Netflix has just added A History of Violence, one of the best action thriller movies of the 21st century.
Released in 2005 and based on the DC graphic novel of the same name, the film stars Viggo Mortensen (Lord of the Rings) as Tom Stall, a seemingly ordinary husband and father in a small US town whose quiet life is disrupted when a pair of petty criminals attempt to rob the diner he owns.
Killing the perpetrators with surprising skill and precision, the subsequent news coverage of Tom’s heroic actions leads his family to be visited by a threatening stranger named Carl Fogarty (Ed Harris, Westworld).
Carl alleges that the unassuming family man in fact has a very dark past.
Co-starring Maria Bello (Prisoners) and William Hurt (Body Heat), the graphic novel adaptation was directed by legendary filmmaker David Cronenberg (The Dead Zone, The Fly, Videodrome).
It earned a huge amount of acclaim upon release for its universally phenomenal performances, its string of extremely taut scenes and the deeper ways in which Cronenberg and his writer Josh Olson explore and reckon with the violence inflicted by and on Mortensen’s character.
Nominated for two Oscars – Best Supporting Actor for Hurt, Best Adapted Screenplay for Olson – the movie is now considered one of the greatest films of the 21st century.
Mortensen himself – who would later reteam with Cronenberg on the also brilliant Eastern Promises – once said of A History of Violence in an interview:
“If not the best, it’s one of the best movies I’ve ever been in.

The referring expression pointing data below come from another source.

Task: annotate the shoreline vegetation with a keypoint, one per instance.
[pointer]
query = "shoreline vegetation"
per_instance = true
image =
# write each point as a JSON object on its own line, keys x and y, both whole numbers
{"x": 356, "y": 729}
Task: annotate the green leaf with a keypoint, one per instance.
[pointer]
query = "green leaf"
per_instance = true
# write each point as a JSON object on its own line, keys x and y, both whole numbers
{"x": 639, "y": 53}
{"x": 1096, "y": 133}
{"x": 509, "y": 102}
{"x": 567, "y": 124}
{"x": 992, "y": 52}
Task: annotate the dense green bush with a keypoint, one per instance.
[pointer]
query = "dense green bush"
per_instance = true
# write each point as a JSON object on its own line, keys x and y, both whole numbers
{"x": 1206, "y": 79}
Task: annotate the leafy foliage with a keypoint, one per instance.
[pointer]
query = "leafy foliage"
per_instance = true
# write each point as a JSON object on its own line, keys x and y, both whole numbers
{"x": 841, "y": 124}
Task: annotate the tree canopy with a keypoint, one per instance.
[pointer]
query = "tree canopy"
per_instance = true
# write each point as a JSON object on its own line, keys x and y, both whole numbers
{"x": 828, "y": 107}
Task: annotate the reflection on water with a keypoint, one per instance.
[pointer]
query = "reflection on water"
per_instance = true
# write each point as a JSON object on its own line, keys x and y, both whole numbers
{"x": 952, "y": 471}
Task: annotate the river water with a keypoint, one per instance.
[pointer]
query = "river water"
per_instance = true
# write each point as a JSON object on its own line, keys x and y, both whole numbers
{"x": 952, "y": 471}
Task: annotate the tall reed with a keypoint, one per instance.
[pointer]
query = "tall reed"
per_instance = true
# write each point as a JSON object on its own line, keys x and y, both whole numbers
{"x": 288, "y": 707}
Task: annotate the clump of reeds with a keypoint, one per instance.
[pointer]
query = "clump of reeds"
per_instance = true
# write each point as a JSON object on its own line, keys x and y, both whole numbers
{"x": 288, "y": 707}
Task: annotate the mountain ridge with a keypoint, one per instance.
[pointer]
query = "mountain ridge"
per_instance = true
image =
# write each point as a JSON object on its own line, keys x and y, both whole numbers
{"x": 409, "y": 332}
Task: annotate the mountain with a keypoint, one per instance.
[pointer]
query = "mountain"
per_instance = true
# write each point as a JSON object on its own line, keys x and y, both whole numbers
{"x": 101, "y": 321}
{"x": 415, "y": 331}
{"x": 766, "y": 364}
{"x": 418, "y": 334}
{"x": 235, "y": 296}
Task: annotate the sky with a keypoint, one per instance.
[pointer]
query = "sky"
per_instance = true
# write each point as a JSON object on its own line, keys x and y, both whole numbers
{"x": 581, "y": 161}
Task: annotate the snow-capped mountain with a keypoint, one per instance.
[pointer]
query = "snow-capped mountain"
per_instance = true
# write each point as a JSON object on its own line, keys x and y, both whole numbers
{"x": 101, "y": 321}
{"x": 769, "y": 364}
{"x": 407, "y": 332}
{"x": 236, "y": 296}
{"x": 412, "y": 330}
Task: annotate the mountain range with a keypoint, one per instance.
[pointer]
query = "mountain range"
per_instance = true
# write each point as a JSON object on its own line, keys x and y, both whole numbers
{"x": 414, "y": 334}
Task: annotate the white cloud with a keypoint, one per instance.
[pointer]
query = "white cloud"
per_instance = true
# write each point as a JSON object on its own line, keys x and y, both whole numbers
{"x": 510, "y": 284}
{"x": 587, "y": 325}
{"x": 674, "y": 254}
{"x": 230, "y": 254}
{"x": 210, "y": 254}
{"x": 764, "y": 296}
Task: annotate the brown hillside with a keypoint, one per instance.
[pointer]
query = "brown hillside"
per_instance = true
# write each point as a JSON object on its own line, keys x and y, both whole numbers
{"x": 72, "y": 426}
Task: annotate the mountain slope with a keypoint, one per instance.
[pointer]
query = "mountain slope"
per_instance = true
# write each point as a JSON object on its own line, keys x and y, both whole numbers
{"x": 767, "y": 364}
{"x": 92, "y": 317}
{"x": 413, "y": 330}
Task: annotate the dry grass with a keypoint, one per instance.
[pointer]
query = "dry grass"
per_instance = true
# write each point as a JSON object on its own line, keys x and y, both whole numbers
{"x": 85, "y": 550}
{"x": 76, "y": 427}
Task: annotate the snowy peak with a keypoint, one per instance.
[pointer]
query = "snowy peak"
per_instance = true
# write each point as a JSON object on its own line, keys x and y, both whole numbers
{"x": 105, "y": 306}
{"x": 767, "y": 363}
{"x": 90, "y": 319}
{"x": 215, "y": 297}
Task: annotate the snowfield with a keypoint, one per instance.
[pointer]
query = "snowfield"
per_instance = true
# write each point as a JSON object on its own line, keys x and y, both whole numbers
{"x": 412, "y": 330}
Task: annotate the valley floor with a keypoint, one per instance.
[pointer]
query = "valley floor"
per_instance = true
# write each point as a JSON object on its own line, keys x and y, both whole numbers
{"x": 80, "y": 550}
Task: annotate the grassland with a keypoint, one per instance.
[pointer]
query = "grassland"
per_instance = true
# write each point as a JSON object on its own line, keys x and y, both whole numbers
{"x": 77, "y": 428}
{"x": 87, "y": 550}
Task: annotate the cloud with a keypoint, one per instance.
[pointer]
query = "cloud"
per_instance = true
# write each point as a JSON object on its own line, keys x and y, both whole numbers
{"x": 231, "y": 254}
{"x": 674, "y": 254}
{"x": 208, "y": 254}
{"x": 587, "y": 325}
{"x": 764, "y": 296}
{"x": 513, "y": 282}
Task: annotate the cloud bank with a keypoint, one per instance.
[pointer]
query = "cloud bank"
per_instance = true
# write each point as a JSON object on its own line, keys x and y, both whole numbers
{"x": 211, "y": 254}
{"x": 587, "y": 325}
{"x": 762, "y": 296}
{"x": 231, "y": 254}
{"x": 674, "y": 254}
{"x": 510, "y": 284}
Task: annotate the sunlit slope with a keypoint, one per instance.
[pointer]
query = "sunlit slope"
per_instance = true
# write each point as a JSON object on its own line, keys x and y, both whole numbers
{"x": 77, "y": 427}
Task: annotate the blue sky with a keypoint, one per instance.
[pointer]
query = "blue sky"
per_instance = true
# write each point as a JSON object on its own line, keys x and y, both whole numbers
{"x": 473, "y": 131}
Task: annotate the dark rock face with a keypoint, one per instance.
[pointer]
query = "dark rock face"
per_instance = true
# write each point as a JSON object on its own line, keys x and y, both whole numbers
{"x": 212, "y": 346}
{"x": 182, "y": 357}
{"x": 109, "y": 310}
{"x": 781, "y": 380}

There’s no such thing as a perfect movie, but in the way that that script was handled, the way it was shot … it’s a perfect film noir movie, or it’s close to perfect I should say.”

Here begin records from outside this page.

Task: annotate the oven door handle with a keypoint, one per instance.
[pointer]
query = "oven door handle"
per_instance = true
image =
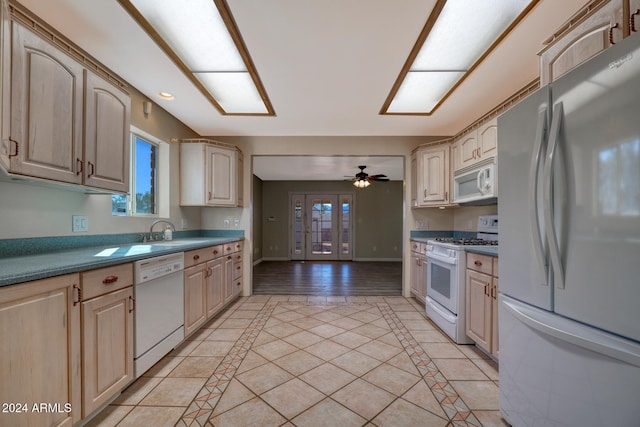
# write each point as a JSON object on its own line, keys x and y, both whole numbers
{"x": 441, "y": 259}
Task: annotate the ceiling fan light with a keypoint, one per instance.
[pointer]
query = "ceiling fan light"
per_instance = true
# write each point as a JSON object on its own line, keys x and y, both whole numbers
{"x": 361, "y": 183}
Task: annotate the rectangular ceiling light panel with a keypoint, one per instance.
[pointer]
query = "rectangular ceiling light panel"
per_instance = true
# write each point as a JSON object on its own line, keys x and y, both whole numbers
{"x": 462, "y": 33}
{"x": 198, "y": 35}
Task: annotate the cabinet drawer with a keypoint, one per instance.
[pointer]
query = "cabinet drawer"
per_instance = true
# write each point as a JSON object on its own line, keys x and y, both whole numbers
{"x": 198, "y": 256}
{"x": 105, "y": 280}
{"x": 232, "y": 247}
{"x": 479, "y": 262}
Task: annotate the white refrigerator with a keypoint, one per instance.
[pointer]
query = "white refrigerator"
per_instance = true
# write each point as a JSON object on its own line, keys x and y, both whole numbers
{"x": 569, "y": 209}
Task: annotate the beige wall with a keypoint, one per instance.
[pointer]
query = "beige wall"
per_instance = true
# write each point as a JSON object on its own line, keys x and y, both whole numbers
{"x": 34, "y": 211}
{"x": 377, "y": 220}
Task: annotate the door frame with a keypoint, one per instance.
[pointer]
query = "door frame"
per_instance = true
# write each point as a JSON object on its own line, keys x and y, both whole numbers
{"x": 302, "y": 254}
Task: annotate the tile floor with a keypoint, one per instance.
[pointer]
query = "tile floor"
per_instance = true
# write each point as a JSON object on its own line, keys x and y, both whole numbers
{"x": 314, "y": 361}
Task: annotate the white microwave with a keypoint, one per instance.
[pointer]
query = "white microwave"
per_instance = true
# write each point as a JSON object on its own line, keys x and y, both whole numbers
{"x": 476, "y": 186}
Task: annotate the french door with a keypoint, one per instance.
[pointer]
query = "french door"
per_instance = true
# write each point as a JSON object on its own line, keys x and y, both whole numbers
{"x": 321, "y": 226}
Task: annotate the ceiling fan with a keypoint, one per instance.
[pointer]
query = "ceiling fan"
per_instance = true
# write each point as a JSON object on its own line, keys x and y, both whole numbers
{"x": 363, "y": 179}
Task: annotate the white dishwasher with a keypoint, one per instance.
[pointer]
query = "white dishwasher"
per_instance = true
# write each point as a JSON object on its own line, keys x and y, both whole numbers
{"x": 159, "y": 313}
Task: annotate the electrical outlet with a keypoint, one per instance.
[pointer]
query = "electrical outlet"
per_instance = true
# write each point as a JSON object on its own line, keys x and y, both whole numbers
{"x": 80, "y": 223}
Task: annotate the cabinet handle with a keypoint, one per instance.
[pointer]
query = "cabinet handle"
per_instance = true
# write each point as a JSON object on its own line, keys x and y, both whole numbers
{"x": 110, "y": 280}
{"x": 632, "y": 20}
{"x": 12, "y": 144}
{"x": 611, "y": 42}
{"x": 78, "y": 294}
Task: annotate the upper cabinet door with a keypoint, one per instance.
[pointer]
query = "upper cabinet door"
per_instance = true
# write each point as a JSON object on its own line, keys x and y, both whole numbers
{"x": 488, "y": 139}
{"x": 221, "y": 176}
{"x": 468, "y": 149}
{"x": 46, "y": 110}
{"x": 107, "y": 138}
{"x": 603, "y": 27}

Holding an 88% score on Rotten Tomatoes, here is a sample of some of the rave reviews A History of Violence earned:
Associated Press: “The less you know about this movie before seeing it — and you really should see it — the better.”
Denver Post: “[A] vigorously sublime take on guilt and innocence, the damned and the redeemed.”
Entertainment Weekly: “There’s not a scene wasted in the 97-minute unspooling, not a detour that doesn’t tell, surprise, horrify, delight.”
The Hollywood Reporter: “It should delight mainstream audiences who prefer their action pictures to have some depth of character, several twists in the plot and a satisfying conclusion.”
Orlando Sentinel: “David Cronenberg’s adaptation of the underwritten graphic novel of the same name is a spare, mean movie of shocking violence and wrenching moral dilemmas.”
San Jose Mercury News: “In A History of Violence, director David Cronenberg’s delirious wow of a movie about violence and sex and the American dream, cinema regains all its original power to shock and surprise.”
A History of Violence is streaming on Netflix in the UK and Ireland right now.